Über Datenschutz wird, was Apps angeht, noch kein Wort verloren. Während Daten resultierend aus dem E-Health-Gesetz auf „sicheren“ Wegen verwaltet werden, sind Daten der kommerziellen App-Anbieter letztendlich „freie Ware“, die einer Währung gleichen und zu Marketingzwecken, eventuell zu Forschungszwecken verkauft werden. Diese Apps werden von vielen Menschen aktuell freiwillig und begeistert mit Daten gefüttert, das ist der „Facebook-Effekt“. Andere lehnen es strikt ab. Welche der Entscheidungen überwiegen, ist derzeit völlig unklar – entscheidend wird wie immer sein, wo sich die Masse irgendwann hinbewegt und vor allem, wie die Industrie es schafft, sie zu manipulieren! Ohne Frage ergibt sich durch die Auswertung von Daten auf diesem neuen, immens schnellen Weg eine massive Beschleunigung der klinischen Forschung. Einerseits revolutionär gut, andererseits ein lauerndes gigantisches Geschäft und eine Geldmaschine. Man darf davon ausgehen, dass zwar die Datenerhebung bahnbrechend schneller und besser wird, aber dass die unangenehmen Wahrheiten in Zukunft noch viel mehr im Verborgenen bleiben werden. Wenn dieser Markt nicht irgendwie regulierbar wird, drohen hier tatsächlich auch große Gefahren für die Gesundheitsfürsorge. Vergessen wird hierbei das Charisma des Arztes im Zusammenspiel mit dem Patienten, das Gefühl, die spirituelle Seite sowie die Hinwendung und die Haptik. All diese Dinge sind entscheidend für richtige Diagnostik und Therapie.

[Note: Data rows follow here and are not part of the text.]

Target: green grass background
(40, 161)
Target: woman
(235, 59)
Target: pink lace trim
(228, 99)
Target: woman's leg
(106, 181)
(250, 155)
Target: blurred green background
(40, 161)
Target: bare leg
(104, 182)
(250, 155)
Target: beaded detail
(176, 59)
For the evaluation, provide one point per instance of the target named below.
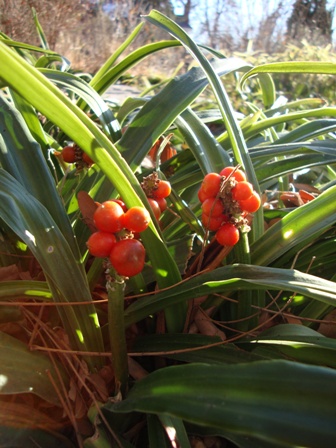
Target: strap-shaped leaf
(276, 401)
(30, 220)
(24, 371)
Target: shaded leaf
(275, 401)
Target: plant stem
(115, 289)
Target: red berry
(238, 175)
(202, 196)
(243, 190)
(213, 223)
(213, 207)
(136, 219)
(69, 154)
(101, 243)
(211, 185)
(155, 207)
(108, 217)
(251, 204)
(162, 190)
(162, 204)
(128, 257)
(227, 234)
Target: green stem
(115, 290)
(245, 297)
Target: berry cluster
(156, 190)
(74, 154)
(118, 228)
(227, 198)
(116, 236)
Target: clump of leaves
(205, 341)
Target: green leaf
(300, 343)
(328, 68)
(303, 224)
(192, 348)
(277, 401)
(66, 278)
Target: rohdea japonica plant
(229, 342)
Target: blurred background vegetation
(88, 31)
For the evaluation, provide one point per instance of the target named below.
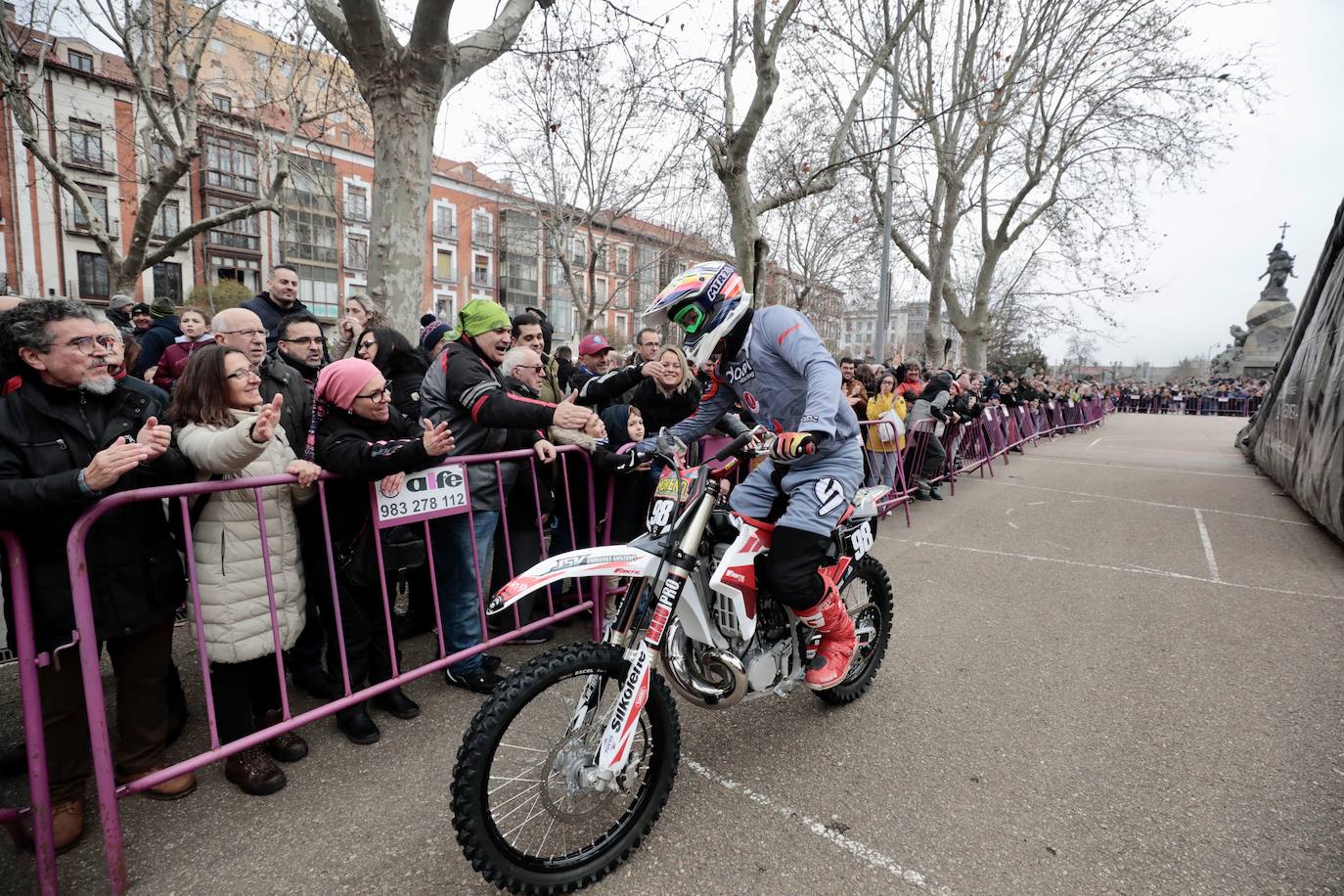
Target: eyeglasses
(378, 395)
(86, 342)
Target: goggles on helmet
(691, 319)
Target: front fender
(618, 560)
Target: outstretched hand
(438, 439)
(265, 425)
(570, 416)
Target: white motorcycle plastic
(567, 765)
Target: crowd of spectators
(139, 395)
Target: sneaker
(478, 681)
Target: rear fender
(618, 560)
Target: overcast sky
(1210, 242)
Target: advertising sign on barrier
(438, 490)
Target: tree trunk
(403, 155)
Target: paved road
(1117, 669)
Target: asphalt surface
(1117, 668)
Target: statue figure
(1279, 267)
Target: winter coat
(879, 405)
(468, 392)
(405, 374)
(155, 341)
(173, 360)
(230, 564)
(365, 452)
(47, 435)
(295, 410)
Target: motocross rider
(773, 362)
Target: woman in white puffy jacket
(227, 432)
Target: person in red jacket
(195, 335)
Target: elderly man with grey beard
(70, 434)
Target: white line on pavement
(1103, 565)
(867, 855)
(1154, 469)
(1176, 507)
(1208, 546)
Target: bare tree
(161, 46)
(403, 85)
(588, 144)
(759, 39)
(1052, 114)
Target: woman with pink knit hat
(358, 434)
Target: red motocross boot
(830, 661)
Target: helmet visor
(691, 319)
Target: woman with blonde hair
(360, 315)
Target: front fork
(618, 730)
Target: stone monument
(1256, 349)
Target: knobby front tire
(513, 771)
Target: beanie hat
(340, 381)
(480, 316)
(431, 332)
(337, 385)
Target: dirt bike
(567, 765)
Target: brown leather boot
(287, 747)
(254, 771)
(67, 825)
(171, 788)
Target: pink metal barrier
(978, 442)
(39, 794)
(104, 774)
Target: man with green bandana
(466, 388)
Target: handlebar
(736, 446)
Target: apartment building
(484, 240)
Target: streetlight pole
(884, 289)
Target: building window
(445, 222)
(168, 281)
(230, 164)
(167, 222)
(482, 230)
(481, 269)
(93, 276)
(244, 233)
(356, 251)
(356, 203)
(98, 199)
(445, 266)
(85, 144)
(317, 289)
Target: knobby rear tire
(481, 841)
(874, 575)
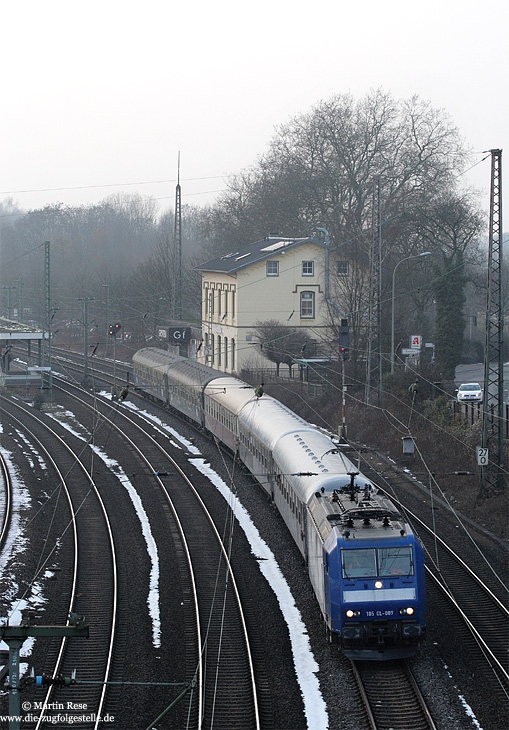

Ob auch die im E-Health-Gesetz genannte „Telemedizin“ hinsichtlich Kostenersparnis im Gesundheitswesen positive Effekte hat, zeigt sich zurzeit nicht. Studien der hKK-Krankenkasse zeigen außer einem kleinen Nutzen nur ein großes Geschäft für die Anbieter. Nur wenn wir uns einmischen, kann das Richtige entstehen und passieren. Wir sollten kritisch sein – aber bitte nicht den alten Fehler machen, Dinge nur deshalb abzulehnen, weil sie „Neu“ sind. Alle bewährten Verfahren und Vorgehensweisen waren in der Vergangenheit auch mal „Neu“. Und bedenken Sie – bisher war die Zukunft der Medizin immer besser als die Vergangenheit.